I'd also suspect that the memory leak itself actually is in the Petsc library, given that it must be involved for the leak to occur. It may even be possible that the latent bug existed in Petsc. However, the cause of the memory leak quite possibly originates from your source; your particular usage of the library may be triggering some sort of peculiar corner case in Petsc, wherein the bug resides.

The other possibility is that GCC 8 has a bug itself, but given the size and domain of your program and its libraries, that would be quite difficult to isolate.


And now the bad news: tracking this down is probably non-trivial. If you compile both the library and the source with -g, Valgrind should give you line numbers you can use to check the source. You'll need to work backwards to figure out what's wrong.

That would be the easy solution, and hopefully it's as far as you need to go.

I would also recommend testing your code against the LLVM Clang compiler, if possible. Does the same error occur there? If it does, be glad! You need only pick apart your code and that of Petsc to find the problem.

Otherwise, if GCC 8 does prove to be a necessary environmental factor for the memory leak to occur, and you cannot isolate the problem any other way, another rather involved thing you can do is to perform a bisect on compiler versions.

  1. Spin up a clean environment, such as in a virtual machine.

  2. Build your libraries and source with the last compiler version you remember working.
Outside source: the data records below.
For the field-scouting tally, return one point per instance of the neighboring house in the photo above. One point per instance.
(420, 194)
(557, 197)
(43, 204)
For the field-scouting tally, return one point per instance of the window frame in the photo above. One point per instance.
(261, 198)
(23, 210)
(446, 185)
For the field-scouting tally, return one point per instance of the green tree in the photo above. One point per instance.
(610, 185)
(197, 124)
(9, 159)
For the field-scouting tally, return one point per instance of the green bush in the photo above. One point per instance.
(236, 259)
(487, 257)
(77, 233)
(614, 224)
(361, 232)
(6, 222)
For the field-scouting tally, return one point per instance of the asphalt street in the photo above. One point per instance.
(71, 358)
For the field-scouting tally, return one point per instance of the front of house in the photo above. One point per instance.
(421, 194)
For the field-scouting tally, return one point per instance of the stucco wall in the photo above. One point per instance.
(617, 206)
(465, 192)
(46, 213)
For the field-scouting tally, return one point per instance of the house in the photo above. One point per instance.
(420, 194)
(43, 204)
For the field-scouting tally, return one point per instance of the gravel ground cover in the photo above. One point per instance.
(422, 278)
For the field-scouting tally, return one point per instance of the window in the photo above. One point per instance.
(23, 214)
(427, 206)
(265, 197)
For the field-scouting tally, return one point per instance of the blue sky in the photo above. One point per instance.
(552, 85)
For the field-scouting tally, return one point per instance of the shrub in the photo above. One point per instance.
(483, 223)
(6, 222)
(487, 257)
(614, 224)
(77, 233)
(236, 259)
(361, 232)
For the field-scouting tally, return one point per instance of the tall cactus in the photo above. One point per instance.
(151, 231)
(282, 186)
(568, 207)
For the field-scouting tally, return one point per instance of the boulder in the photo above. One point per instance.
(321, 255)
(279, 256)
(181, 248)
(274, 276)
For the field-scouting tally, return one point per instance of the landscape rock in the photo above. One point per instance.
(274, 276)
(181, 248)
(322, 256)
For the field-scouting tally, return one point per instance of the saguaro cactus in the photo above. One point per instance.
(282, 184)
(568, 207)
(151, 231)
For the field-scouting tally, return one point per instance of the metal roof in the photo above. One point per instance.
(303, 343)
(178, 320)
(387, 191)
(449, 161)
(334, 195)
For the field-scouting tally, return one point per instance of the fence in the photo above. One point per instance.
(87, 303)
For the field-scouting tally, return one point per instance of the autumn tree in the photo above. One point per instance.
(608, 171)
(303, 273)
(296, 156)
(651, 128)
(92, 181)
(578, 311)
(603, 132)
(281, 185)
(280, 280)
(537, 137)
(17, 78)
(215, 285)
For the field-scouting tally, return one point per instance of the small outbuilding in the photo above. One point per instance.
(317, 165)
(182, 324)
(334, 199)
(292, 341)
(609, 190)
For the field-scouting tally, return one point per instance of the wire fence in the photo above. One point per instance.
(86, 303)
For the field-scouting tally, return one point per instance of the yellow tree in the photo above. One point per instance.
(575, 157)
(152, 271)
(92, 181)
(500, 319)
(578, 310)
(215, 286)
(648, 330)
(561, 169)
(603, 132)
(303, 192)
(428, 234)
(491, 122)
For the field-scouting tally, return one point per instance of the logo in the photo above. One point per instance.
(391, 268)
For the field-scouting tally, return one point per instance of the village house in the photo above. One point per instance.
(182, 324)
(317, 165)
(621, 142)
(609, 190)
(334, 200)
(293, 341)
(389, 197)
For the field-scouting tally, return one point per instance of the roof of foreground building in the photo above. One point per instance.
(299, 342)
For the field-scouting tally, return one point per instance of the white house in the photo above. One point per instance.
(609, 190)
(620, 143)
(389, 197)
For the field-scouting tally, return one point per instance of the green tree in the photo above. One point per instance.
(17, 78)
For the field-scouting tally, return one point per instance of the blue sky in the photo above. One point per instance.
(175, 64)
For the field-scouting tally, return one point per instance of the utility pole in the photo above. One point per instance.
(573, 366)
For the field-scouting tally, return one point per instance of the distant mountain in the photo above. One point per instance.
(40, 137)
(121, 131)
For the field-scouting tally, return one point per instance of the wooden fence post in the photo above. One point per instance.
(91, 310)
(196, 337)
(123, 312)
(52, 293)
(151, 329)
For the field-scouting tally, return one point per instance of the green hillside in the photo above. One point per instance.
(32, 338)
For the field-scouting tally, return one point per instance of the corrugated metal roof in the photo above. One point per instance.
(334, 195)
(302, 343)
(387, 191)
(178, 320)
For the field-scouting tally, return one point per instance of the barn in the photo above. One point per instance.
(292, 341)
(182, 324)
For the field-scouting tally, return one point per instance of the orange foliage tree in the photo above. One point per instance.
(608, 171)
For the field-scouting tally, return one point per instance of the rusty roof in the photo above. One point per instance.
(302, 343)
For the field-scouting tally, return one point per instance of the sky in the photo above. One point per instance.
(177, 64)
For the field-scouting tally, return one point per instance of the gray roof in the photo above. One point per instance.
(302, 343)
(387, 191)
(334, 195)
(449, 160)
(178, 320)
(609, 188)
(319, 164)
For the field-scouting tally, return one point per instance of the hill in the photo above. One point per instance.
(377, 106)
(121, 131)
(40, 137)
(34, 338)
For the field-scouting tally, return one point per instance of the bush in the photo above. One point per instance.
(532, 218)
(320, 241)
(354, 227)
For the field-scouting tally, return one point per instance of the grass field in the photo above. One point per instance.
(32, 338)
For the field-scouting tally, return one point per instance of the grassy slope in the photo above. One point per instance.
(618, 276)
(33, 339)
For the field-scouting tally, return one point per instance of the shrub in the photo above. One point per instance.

Ensure the memory leak is not present.

  3. Build with the compiler version you know isn't working. Verify that the memory leak is present. (If it isn't, you can rule out compiler; you're now probably dealing with a phase-of-the-moon bug, which will require you figure out what on your development machine is causing the issue.)

  4. Assuming 2 and 3 have the expected outcomes, use those two compiler versions as your endpoints for a bisect. Check compiler versions in between, following the same workflow as a git bisect, until you know the first version that presents a problem.

  5. If you have the time and access, consider bisecting on the development versions leading up to the first version of the compiler that presents the issue.

  6. Check the changelogs for the version. If you did step 5, look through the commit messages. Try to isolate the change to the compiler that is contributing to the memory leak.

If you do all this, remember, this might not be an actual bug in the compiler. If you can determine what caused the behavior to change in the library, you may be able to find the latent bug in Petsc.


I hope that helps!

Collapse
 
mmvillar profile image
mmvillar

Hello, Jason
First of all thanks a lot for you opinion and advices!. I will try to perform step by step what you suggested above. In sequence there is a link where the valgrind log is. As the tests are being performed I would like to share with you the results. Can I have a contact with you by email?

gist.github.com/mmvillar/ca0a726a4...

again, Thank you!

Thread Thread
 
codemouse92 profile image
Jason C. McDonald • Edited

Sure, my contact info is on my personal website. Link is on my DEV profile. I can't guarantee that I'll be able to solve this remotely, as you know the code far better than I could hope to, but I'll help where I can.

EDIT: Looked at the log. Yeah, you'll definitely need to compile your dependencies with -g, in order to have all the information you need.